IGFBP2 expression was calculated with the mean of the cycle number difference of the two replicates. The amount of mRNA in each sample was then automatically measured by reference to the standard curve constructed each time on the LightCycler software.

Lentiviral infection of IGFBP2 into A549 cells

The full length cDNA for human IGFBP-2 was subcloned into the lentiviral vector pHR’-CMV-EGFP at the BamHI and XhoI sites. Two vectors were created for study: pHR’-CMV-IGFBP-2 and pHR’-CMV (empty vector). Clone identity was verified using restriction digest analysis and plasmid DNA sequencing. Infectious lentivirus was generated by cotransfection of 1.5 * 106 293 T cells with target plasmids with pCMVDR8.2 (carries sequence necessary for viral assembly of lentivirus) and pMD.G, which expresses the vesicular stomatitis virus envelop glycoprotein G pseudotype as described previously²⁸. The 293-T cells were transfected for 12 to 15 h, after which fresh medium was added for 24 h. After this, the virus-containing medium was collected and passed through a 0.45 Am filter. Early-passage A549 cells were plated on 10-cm plates, and competent retrovirus was added to 30 to 40 multiplicities of infection. The medium was changed after incubation for 16 h. The cells were passaged and harvested for UV microscopy to verify green fluorescent protein expression. Cell lysate were collected to ensure expression of IGFBP-2.

Microscopy

Cells were plated at low confluence in 6-well plates (50,000 cells/well). Onday2, cells were exposed to serum starvation (0% FBS), normal medium (10% FBS), or chloroquine (50 mmol/L) for 24 hours. Medium was removed, cells were washed with PBS and treated with 4% paraformaldehyde/PBS for 20 minutes at room temperature, washed, and then permeabilized with 0.1% Triton X-100 for 10 minutes. Cells were then blocked with 5% normal goatserum (Cell Signaling Technology) containing 0.3% Triton X-100 in PBS for 60 minutes. Diluted primary antibody, anti-mouse LC3 A/B (Cell Signaling Technology), was applied in blocking buffer overnight at 4 °C. Alexa Fluor-555 secondary antibody diluted in 1% normal goat serum in PBS were added for 1 hour at ambient temperature.
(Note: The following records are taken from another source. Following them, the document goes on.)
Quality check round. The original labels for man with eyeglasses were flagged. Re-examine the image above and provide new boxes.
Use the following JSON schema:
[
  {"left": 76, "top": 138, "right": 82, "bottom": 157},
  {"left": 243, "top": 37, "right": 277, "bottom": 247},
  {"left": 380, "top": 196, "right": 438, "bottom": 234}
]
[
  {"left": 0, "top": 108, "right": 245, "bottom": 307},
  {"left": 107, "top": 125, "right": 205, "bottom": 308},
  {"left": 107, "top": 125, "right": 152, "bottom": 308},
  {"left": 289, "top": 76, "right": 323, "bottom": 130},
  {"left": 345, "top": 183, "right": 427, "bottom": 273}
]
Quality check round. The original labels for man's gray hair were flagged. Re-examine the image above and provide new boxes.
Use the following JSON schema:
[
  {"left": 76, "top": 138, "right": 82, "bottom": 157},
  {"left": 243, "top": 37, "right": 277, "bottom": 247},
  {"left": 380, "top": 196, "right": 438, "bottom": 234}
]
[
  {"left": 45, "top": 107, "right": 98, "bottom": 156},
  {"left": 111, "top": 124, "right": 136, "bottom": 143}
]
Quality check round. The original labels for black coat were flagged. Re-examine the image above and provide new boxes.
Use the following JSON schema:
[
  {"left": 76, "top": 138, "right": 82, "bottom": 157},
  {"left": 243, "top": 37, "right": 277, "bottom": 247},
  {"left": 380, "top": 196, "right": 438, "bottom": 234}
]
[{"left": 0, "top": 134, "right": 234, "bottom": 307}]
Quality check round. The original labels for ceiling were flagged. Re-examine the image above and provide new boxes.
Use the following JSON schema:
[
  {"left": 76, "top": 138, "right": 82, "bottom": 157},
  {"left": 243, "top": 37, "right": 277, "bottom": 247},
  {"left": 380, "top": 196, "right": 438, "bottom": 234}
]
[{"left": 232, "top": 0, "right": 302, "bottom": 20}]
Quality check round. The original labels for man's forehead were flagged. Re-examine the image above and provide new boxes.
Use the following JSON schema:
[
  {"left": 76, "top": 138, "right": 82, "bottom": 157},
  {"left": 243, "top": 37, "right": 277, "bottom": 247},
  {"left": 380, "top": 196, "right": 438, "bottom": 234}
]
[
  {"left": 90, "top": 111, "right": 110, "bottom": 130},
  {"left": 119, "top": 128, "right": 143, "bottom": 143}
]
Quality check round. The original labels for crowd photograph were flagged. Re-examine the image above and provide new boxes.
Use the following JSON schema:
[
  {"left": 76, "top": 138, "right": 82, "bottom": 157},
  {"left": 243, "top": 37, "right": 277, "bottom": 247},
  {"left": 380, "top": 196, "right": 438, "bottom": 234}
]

Cells were fixed using Vectashield hard set mounting medium containing DAPI dye (Vector Laboratories). Images were acquired using confocal microscopy (Olympus FV-1000) and overlaid using ImageJ.

Western blot analysis

Cells were harvested by lysis in radioimmunoprecipitation assay buffer and protease inhibitors sheared with a 26-gauge needle. Protein (30Ag) was separated by 10% PAGE, transferred to 0.45 Am Immobilon-P Transfer membranes (Millipore), and analyzed by Western blotting with anti-LC3, p62, UVRAG, IGFBP2 antibodies, Acetyl-Histone H3 (Lys9) (C5B11) Rabbit (untreated or TSA-treated (400 nM for 18 hours) using Acetyl-Histone H3 (Lys9) (C5B11) Rabbit mAb) (Cell Signaling Technology). Loading levels were normalized using 1:2,000 antivinculin antibodies (Sigma) and densitometric analysis. To determine the amount of secreted IGFBP-2, conditioned medium obtained from cell lines cultured for 48 h in serum-free DMEM was used to perform Western blot analysis for IGFBP-2 as described above.

Flow cytometric analysis

A549^Del, A549⁺, and A549Mock cells were plated in 75 cm² dishes and treated as described above the following day. The cells were trypsinized 2 days after either TSA; Cisplatin or Cisplatin + TSA treatment and analyzed for relative DNA content on a dual laser flow cytometer (Beckman Coulter Epics Elite; Beckman). Each assay was done in triplicate.

Statistical analysis

The cutoff value was determined by ROC curve. The patient was considered positive whose value was above the cutoff. Survival was analyzed by Kaplan–Meier curves with death and lost as censored. Fisher’s exact test and Student’s t-test were employed. Independent prognostic factors were performed in univariate and multivariate analysis using the Cox hazard model. The data presented in bar graph as mean ± SD; SPSS 21.0 software were applied with P ≤ 0.05 was considered to be significant.